GUATEMALA (AFP) - Former president of Costa Rica, Nobel Peace Prize laureate and presidential hopeful Oscar Arias yesterday questioned the need for military spending and lamented the lack of importance most countries - particularly the United States - place on peacemaking.

"Unless the world realizes how stupid it is to spend $800 billion a year on soldiers and weapons, it will be very difficult to have peace and democracy," Arias said during a conference on peace and democracy organized by 1992 Nobel Peace Laureate Guatemalan Rigoberta Menchú.

Arias, who won the Nobel Peace Prize in 1987, also announced that the Arias Foundation for Peace would unveil an "Ethics Code for Weapons Transparency in the World" next Thursday in San José.

"How can you justify that 1.2 million human beings live on less than a dollar a day and half the world's population lives on less that two dollars a day?," Arias questioned. "In a country like India, with a population of more than a billion, 800 million people are unable to read or write. However, $17 million are spent each year on defense."
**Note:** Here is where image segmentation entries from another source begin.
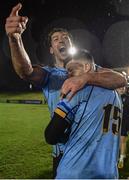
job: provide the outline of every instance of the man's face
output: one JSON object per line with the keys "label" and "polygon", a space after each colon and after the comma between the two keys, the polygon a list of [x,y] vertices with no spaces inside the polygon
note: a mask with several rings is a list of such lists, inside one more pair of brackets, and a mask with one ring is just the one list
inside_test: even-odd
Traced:
{"label": "man's face", "polygon": [[67,32],[55,32],[51,36],[50,53],[55,56],[58,61],[65,61],[69,59],[68,53],[72,43]]}

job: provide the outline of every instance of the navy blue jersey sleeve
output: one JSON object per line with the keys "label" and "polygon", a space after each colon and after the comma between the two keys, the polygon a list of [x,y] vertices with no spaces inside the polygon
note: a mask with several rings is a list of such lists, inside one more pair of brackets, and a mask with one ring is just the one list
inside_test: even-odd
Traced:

In his opinion, it is impossible for peacemaking efforts to move forward "in a world where almost everyone talks about war, very few about peace, and all the big news is always about war.

"In the United States they seldom honor men and women of peace," he said. "They almost always honor soldiers, the military and warriors."

Arias, president of Costa Rica from 1986 to 1990, also questioned Central American countries' military spending, noting that hundreds of thousands go without education in the region.